Miriam was the eldest of the six: the one whose nose and moustache were most developed; a sprightly maiden of thirty or thirty-one. "So has Leah."

Leah was a year or so younger than her sister, and quite as keen.

Mr. Ely drew in his lips. He had once played cards with Miss Leah Rosenbaum, and detected her in the act of cheating. He admired the woman of business, but regretted his eighteenpence.

"I've no doubt she has."

"That's a fine girl, Leah! A smart girl, too." Mr. Ely had not the slightest doubt of her "smartness," not the least. "She'll be a fortune to any man. She's very fond of you."

Mr. Ely was certainly not fond of her, but he could scarcely say so to her father's face. So he kept still.

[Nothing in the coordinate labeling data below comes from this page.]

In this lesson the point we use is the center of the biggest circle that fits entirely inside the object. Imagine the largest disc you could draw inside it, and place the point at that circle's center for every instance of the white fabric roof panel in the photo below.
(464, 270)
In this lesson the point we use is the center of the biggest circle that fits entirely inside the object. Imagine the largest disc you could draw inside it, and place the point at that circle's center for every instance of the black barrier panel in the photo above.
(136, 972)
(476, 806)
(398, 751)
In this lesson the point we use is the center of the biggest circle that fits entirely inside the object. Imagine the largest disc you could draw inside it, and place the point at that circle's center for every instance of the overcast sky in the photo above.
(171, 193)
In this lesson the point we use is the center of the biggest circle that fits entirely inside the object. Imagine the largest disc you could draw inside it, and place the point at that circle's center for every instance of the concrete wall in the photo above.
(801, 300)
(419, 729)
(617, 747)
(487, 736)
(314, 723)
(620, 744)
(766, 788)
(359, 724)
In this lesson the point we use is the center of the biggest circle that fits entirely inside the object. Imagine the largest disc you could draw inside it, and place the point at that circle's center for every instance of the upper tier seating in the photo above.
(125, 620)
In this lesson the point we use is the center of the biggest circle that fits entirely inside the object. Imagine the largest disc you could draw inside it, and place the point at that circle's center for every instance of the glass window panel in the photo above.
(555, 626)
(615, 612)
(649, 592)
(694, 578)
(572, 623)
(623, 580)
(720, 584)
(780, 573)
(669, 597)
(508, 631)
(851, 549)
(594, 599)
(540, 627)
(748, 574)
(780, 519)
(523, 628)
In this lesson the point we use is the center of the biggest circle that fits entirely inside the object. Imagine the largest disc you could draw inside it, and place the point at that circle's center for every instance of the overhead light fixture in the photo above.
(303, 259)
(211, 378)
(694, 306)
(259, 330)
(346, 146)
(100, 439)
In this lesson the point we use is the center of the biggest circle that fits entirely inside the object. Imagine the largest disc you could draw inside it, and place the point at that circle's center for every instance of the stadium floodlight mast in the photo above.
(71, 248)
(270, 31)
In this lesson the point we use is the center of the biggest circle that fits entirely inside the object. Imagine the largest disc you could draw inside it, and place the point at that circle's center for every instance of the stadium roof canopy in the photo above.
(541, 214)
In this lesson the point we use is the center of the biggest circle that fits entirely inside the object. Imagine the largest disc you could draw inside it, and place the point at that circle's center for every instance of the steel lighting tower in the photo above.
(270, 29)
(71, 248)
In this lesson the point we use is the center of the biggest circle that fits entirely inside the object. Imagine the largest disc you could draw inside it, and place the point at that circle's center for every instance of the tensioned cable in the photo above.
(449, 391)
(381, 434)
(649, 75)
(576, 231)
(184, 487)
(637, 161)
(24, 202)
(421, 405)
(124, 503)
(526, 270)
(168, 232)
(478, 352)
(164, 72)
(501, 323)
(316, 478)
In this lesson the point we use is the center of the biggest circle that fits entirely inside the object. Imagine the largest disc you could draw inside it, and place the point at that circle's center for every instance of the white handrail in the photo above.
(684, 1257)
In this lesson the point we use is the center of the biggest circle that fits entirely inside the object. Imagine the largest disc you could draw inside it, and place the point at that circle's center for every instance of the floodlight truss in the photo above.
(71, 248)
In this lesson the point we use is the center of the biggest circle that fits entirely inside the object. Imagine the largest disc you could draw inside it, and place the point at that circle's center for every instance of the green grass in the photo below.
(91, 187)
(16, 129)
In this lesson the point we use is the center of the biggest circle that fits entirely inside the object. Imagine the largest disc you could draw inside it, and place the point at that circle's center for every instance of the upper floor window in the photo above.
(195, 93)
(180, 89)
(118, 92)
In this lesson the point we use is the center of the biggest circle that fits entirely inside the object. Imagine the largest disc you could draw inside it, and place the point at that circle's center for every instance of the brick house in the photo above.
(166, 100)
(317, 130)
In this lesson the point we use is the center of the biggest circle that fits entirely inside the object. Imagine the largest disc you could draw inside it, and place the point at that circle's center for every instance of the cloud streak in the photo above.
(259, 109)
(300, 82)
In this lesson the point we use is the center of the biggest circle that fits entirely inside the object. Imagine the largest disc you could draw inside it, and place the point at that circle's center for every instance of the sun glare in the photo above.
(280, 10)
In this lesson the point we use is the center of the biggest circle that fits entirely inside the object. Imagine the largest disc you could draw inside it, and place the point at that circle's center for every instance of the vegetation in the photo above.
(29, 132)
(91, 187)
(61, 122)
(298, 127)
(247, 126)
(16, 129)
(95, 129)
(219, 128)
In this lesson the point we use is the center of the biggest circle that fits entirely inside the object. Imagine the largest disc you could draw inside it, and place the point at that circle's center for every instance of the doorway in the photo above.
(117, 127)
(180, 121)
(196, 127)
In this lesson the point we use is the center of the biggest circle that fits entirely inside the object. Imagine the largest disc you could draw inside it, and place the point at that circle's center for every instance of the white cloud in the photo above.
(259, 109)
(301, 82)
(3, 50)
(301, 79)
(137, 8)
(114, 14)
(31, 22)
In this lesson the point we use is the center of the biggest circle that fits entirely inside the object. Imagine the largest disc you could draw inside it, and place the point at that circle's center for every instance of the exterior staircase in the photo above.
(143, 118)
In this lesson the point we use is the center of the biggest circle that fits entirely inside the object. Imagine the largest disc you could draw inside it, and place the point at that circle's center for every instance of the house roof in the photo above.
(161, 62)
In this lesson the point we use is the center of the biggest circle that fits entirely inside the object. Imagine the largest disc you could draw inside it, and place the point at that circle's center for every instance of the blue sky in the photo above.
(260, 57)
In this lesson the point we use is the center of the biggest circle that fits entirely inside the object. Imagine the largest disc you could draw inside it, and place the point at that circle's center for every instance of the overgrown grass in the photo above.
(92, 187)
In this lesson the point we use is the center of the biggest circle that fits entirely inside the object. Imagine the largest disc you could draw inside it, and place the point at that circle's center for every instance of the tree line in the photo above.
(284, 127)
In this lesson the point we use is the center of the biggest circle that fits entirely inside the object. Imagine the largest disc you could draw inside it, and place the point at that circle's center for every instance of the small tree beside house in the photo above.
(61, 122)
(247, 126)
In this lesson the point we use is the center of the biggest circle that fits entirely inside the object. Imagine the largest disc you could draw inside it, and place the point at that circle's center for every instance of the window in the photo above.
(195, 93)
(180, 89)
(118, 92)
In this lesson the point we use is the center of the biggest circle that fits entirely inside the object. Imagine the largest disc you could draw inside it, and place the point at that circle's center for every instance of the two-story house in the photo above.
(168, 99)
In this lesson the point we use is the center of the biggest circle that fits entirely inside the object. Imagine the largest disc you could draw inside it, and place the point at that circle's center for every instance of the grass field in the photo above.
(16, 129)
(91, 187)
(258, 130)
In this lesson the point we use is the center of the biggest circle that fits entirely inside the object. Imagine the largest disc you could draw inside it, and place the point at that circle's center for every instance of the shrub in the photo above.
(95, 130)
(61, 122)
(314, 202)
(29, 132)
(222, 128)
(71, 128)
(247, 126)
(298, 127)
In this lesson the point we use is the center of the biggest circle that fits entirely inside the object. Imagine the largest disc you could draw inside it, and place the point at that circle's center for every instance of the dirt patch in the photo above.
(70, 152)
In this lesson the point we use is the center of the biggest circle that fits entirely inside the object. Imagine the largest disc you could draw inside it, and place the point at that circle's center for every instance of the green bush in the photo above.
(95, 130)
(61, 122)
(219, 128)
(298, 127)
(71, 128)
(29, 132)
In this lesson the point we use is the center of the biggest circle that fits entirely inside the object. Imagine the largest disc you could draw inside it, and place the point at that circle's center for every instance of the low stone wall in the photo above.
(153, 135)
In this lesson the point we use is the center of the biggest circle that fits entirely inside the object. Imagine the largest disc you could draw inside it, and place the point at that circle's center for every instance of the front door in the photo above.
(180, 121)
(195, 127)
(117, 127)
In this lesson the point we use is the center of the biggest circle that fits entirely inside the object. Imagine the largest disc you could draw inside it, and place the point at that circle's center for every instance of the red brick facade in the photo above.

"Rachel, she miss you too."

Silence. Mr. Ely saw plainly that he was going to be missed by all the six. Since he could not escape from the train while it was travelling at the rate of forty miles an hour, the only course open was to sit still and say as little as he could. He knew his friend too well to suppose that anything he could say would induce him to turn the conversation into other channels. The fond father went blandly on.

"She say you gave her a little gift, eh? That so?"

"Never gave her anything in my life."

"No! She says you gave her a lock of your hair; it was little to you, it was much to her. Rachel, she treasures up these little things. She show it me one day; she says she keep it here."

Mr. Rosenbaum patted his waistcoat in the region where his heart might anatomically be supposed to be.

"I tell you what it is, Rosenbaum, your girls are like their father, smart."

"We're not fools," admitted Mr. Rosenbaum.

"One night, when I was asleep on the couch in that back room of yours in Cromwell Road--before you failed last time"--it is within the range of possibility that this allusion was meant to sting, but Mr.

Rosenbaum smoked blandly on--"that girl of yours cut off some of my hair, and drew blood in doing it, by George!"